A TASMANIAN auctioneer has this week apologised to “anybody who has been affected” by the sale of a piece of Nazi memorabilia, despite proceeding with the auction, which has been described as “morally repugnant”.
Armitage Auctions, which has come under fire in the past for selling other Nazi items, defended the sale of a German eagle crest featuring a swastika, arguing “there are many forms of memorabilia relating to horrific periods in history”, and that “people are interested in artefacts associated with these events”.
“We can understand completely that the sight of items relating to the atrocities that occurred in the war could be upsetting, and to those affected we are sorry,” auctioneer and director Neil O’Brien told The AJN on Tuesday.
Stating, “While we obviously condemn what happened in the war along with similar atrocities throughout history,” O’Brien said, “The majority of the people we have dealt with who collect these items are collectors of all war memorabilia not just German, and collect on a historical basis, not with the intention of spreading hate and antisemitism.”
Noting that the items are legal to sell, O’Brien added, “We wish that we did not have to make a decision on morally what we should or should not be selling.”
Executive Council of Australian Jewry co-CEO Peter Wertheim told The AJN auctions such as these normalised the “brutal horrors of Nazi rule” and were “especially problematical at a time of rising fear and uncertainty”.
“Items of Nazi memorabilia are often used to promote or glorify racism, bigotry, hatred and even violence,” Wertheim said.
“Many auction houses refuse to engage in this morally repugnant trade.

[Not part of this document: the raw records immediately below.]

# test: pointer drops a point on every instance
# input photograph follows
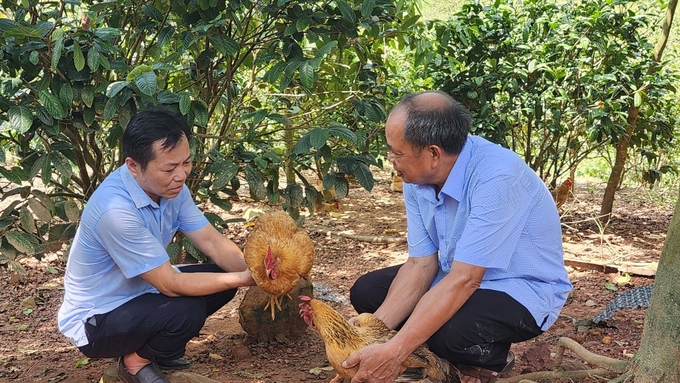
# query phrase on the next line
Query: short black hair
(149, 126)
(445, 124)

They put to shame those which continue to do so.”
O’Brien hit back, saying, “Along with almost all general auction houses around the country, we have sold all types of war memorabilia including German related items for over 30 years.

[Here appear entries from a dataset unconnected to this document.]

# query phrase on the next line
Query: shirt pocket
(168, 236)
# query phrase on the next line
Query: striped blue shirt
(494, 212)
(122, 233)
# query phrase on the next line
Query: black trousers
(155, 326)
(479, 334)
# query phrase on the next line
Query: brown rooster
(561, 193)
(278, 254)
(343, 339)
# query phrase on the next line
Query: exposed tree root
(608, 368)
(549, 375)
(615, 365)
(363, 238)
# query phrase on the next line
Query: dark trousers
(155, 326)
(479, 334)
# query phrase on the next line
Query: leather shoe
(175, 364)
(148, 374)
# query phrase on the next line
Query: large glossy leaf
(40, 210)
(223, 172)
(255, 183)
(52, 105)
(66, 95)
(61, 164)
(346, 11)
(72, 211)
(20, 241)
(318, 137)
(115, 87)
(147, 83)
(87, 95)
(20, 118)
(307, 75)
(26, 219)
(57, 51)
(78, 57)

“The majority of the items that we have sold recently are from collectors who have had the items for a long time and are getting older and need the money, or refining their collections.”

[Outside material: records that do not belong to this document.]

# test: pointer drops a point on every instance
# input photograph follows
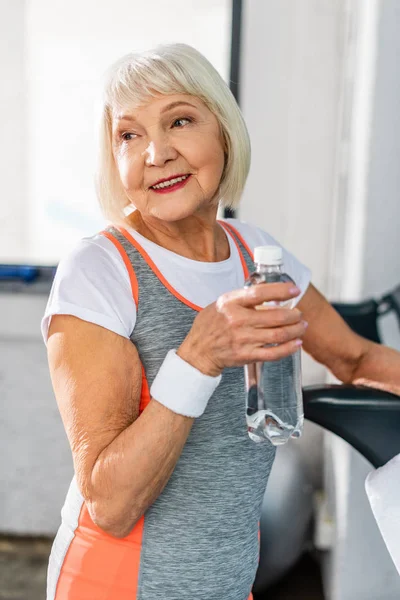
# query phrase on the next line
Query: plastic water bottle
(274, 401)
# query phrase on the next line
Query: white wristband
(181, 387)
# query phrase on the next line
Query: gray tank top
(200, 536)
(199, 539)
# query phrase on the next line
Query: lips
(169, 178)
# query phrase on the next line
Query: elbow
(115, 525)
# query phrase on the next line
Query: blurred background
(319, 86)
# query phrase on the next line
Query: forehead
(156, 105)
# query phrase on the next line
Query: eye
(188, 119)
(127, 133)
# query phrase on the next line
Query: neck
(197, 238)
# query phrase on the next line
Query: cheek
(128, 169)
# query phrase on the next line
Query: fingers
(263, 292)
(278, 335)
(275, 352)
(272, 317)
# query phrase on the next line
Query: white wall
(290, 92)
(13, 131)
(53, 56)
(325, 153)
(382, 249)
(53, 53)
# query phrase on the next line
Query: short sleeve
(254, 236)
(92, 283)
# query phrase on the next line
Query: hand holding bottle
(231, 332)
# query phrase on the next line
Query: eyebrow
(165, 109)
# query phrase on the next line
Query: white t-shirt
(92, 281)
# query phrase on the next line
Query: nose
(159, 151)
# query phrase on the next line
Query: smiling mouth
(175, 181)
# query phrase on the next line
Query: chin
(175, 211)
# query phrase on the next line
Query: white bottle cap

Repeating his call for state governments to ban the sale of Nazi memorabilia, Anti-Defamation Commission chairman Dvir Abramovich lamented, “I’m sure that Hitler would be glad to know in today’s Australia the blood-stained instruments of his regime’s monstrous crimes are proudly offered for sale and are available for neo-Nazis and Third Reich worshippers who are nourished by and revel in this stuff.”